Roterdã, IFFR (2021) – Madalena

Os vestígios das desaparecidas que permanecem em nós. Leia a análise de Marcelo Ikeda.

Por Marcelo Ikeda | 05.02.2021 (sexta-feira)

Assim como Carro rei, o outro filme brasileiro presente no Festival de Rotterdam 2021, Madalena, longa de estreia de Madiano Marcheti, também busca examinar, de forma nada convencional, as contradições das estruturas da sociedade brasileira que esmagam as diferenças. Apesar disso, as estratégias que os filmes utilizam para dar a ver essas tensões são quase abissalmente distintas. Enquanto Carro Rei dialoga com o cinema de gênero de Carpenter com elementos de cinema fantástico, Madalena opta por uma linguagem típica do cinema de fluxo contemporâneo, a partir de lacunas e esvaziamentos. Ou ainda, enquanto Carro Rei propõe um ambicioso desenho de inclinação sociológica mesmo a partir de uma alegoria de base fantástica sobre as origens do totalitarismo, Madalena prefere observar como os impactos desse mundo opressor se infiltram nos modos de ser do cotidiano.
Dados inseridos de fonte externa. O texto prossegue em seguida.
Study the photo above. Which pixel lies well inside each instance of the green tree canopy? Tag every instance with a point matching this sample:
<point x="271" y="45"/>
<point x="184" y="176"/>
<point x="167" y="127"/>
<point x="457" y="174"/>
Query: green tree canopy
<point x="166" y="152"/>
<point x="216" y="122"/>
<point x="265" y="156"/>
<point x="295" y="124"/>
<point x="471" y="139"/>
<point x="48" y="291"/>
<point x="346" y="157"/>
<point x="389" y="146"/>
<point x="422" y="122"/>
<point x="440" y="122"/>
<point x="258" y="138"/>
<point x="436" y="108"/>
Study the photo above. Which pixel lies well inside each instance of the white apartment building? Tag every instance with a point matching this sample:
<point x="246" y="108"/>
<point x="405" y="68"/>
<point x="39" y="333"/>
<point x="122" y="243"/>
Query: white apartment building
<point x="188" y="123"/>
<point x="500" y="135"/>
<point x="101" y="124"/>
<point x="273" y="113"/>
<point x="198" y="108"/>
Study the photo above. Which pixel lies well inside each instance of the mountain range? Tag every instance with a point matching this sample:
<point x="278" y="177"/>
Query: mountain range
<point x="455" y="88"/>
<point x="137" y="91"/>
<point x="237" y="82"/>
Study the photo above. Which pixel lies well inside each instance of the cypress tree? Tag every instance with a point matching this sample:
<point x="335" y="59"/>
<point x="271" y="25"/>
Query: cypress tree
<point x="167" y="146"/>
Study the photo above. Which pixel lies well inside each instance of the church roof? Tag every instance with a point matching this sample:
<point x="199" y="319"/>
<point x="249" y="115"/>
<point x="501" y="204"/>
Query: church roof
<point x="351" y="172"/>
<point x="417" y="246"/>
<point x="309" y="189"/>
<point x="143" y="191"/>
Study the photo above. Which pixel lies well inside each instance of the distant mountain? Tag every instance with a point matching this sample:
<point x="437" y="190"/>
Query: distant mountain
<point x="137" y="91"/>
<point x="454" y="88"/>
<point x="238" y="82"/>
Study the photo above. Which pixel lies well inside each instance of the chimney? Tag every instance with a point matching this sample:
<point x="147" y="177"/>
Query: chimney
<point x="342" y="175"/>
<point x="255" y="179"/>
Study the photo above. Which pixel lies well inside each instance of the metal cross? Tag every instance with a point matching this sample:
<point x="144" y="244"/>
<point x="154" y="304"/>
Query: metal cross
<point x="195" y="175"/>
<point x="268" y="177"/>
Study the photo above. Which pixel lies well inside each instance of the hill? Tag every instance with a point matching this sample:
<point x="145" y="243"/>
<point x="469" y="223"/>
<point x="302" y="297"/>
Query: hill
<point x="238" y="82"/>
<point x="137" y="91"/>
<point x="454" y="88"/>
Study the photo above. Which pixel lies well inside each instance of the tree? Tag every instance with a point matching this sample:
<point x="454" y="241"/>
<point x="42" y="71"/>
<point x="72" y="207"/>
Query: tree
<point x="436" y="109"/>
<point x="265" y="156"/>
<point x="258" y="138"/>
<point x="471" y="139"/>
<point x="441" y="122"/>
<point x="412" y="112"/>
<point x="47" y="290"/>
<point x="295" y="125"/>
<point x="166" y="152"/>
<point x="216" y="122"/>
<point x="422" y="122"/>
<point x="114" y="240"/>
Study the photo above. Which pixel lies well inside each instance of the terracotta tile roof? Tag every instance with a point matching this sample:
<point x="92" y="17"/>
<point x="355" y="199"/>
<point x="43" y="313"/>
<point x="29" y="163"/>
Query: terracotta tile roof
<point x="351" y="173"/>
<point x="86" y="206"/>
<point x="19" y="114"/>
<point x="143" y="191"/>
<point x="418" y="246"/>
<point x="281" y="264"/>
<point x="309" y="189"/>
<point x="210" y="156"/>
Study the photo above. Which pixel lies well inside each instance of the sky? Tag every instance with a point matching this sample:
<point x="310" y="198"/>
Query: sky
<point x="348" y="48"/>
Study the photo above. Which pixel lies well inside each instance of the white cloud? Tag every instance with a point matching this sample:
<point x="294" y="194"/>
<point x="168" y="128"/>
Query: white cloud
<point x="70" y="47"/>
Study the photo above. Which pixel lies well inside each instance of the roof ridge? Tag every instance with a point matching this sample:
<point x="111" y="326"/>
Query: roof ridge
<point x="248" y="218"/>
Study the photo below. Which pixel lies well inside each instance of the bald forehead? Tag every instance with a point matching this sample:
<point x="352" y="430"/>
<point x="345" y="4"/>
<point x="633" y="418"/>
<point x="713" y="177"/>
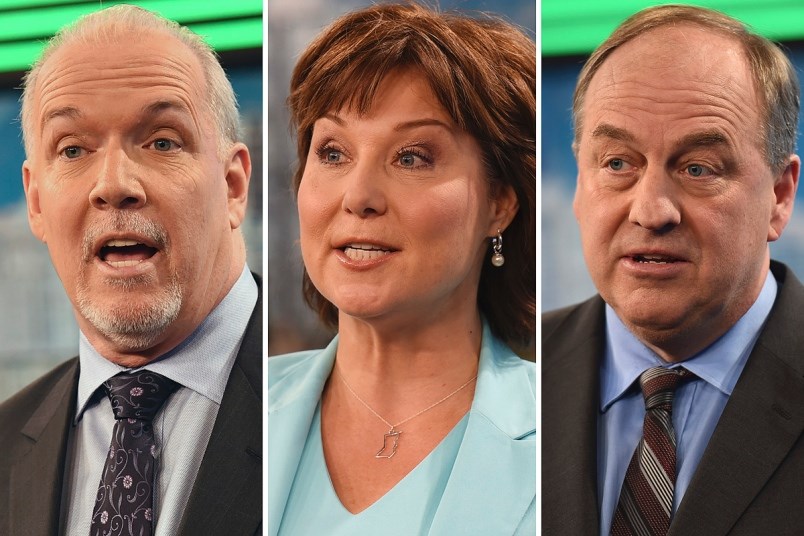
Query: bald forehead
<point x="122" y="64"/>
<point x="671" y="64"/>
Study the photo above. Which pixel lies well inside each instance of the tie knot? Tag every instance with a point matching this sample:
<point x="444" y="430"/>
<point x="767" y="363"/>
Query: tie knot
<point x="138" y="395"/>
<point x="659" y="385"/>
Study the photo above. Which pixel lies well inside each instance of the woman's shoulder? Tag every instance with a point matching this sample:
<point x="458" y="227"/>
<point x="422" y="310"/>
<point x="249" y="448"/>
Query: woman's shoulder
<point x="283" y="365"/>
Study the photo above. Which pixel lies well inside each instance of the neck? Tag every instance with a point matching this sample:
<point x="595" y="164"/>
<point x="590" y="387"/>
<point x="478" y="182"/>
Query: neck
<point x="392" y="369"/>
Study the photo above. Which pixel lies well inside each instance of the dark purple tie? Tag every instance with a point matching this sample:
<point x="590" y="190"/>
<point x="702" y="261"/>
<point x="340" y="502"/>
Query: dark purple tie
<point x="124" y="503"/>
<point x="646" y="498"/>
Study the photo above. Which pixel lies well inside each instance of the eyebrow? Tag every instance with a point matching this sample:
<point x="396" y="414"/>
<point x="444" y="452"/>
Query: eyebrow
<point x="406" y="125"/>
<point x="162" y="106"/>
<point x="153" y="109"/>
<point x="706" y="138"/>
<point x="69" y="112"/>
<point x="606" y="130"/>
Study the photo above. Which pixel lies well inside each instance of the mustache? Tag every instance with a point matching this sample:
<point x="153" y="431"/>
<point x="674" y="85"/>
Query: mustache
<point x="122" y="223"/>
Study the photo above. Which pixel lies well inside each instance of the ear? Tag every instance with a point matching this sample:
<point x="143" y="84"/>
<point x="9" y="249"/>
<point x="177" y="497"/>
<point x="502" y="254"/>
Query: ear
<point x="238" y="175"/>
<point x="31" y="187"/>
<point x="784" y="192"/>
<point x="504" y="207"/>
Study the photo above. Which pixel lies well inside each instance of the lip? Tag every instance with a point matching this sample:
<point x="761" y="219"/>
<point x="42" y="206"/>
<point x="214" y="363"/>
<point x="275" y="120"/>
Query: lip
<point x="363" y="253"/>
<point x="125" y="268"/>
<point x="654" y="263"/>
Como já se expressa pelo título, o filme é sobre Madalena. Mas nunca vemos a protagonista, que permanece sempre no extracampo. Ou melhor dizendo, nem isso. A constante presença de Madalena se manifesta por meio de sua ausência. O filme investiga o impacto do desaparecimento de Madalena no cotidiano de pessoas próximas. A dramaturgia de Madalena é rarefeita: não sabemos exatamente quem é Madalena, o que faz, ou quais são as circunstâncias precisas de seu desaparecimento. O filme dispõe um conjunto de pistas, que não sabemos se são falsas ou não. Espraia-se uma certa atmosfera de mistério, mas não o suficiente para instalar o filme numa ambiência do cinema de gênero, pois não chegam a surgir pistas que nos levem a elucidar o destino da protagonista. (Não são pistas no fundo, nem peças – não há propriamente uma teleologia). O filme não é composto de peças que se encaixam ou não para dar sustentação ao drama principal. Estamos numa zona do desconhecido: o filme está permeado de lacunas que não são preenchidas pela narrativa.

No entanto, Madalena permanece lá. Madalena (o filme) é, portanto, sobre os vestígios de Madalena na vida, nos corpos, nos olhares, nos desejos e nas carências de três pessoas tão diferentes que cruzaram o seu caminho. Mesmo que aparentemente invisibilizado socialmente, o corpo de Madalena permanece lá, estirado sobre o campo de soja. Sua presença insiste em permanecer, ressoando seja no olhar culpado dos assassinos ou dos omissos, seja nas lembranças suaves das que insistem em se entregar ao afeto ainda assim.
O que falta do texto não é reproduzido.